Une lampe, qu’au loin on aperçoit à peine,
Prouve que de ces murs un seul est habité.
Ainsi tombe et périt le féodal domaine ;
Ici la solitude, — ici la pauvreté.
Ce sont les lourds arceaux d’un vieux laboratoire
Que Tiburce a choisis ; — non loin est un caveau,
Peut-être une prison, — peut-être un oratoire ;
Car rien n’approche autant d’un autel qu’un tombeau.

Là, dans le vieux fauteuil de la noble famille,
Où les enfants priaient, où mouraient les vieillards,
S’agenouilla jadis plus d’une chaste fille
Qui poursuivait des yeux de lointains étendards.
Plus tard, c’est encor là qu’à l’heure où le coq chante,
Demandant au néant des trésors inouïs,
L’alchimiste courbé, d’une main impuissante
Frappa son front ridé dans le calme des nuits.

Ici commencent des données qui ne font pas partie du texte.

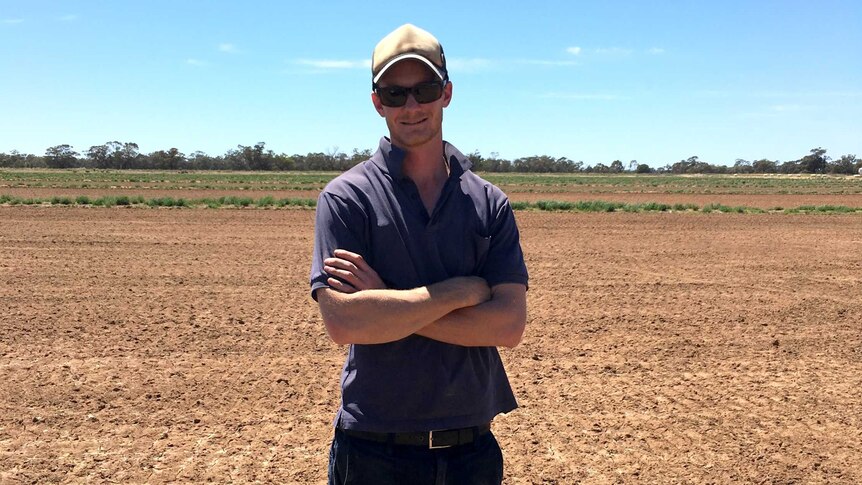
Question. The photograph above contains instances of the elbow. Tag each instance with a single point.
(514, 333)
(338, 329)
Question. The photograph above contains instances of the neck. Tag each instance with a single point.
(426, 164)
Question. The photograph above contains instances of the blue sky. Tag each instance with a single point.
(653, 81)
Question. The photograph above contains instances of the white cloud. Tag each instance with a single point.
(458, 64)
(334, 64)
(613, 51)
(584, 96)
(228, 48)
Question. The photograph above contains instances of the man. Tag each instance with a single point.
(417, 266)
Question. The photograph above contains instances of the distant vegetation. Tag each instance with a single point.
(542, 205)
(120, 156)
(550, 184)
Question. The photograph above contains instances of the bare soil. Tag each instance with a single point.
(161, 345)
(760, 201)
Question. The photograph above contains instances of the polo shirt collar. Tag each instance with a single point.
(390, 159)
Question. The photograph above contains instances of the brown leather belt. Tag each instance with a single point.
(445, 438)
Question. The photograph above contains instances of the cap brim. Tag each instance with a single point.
(409, 55)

Le philosophe oisif disséqua sa pensée…
La science aujourd’hui, rencontrant sous ses pieds
Les vestiges poudreux d’une route effacée,
Sourit aux vains efforts des siècles oubliés.

Sur le chevet du lit pend cette triste image,
Où Raphaël, traînant une famille en deuil,
Dépose l’Homme-Dieu de la croix au cercueil.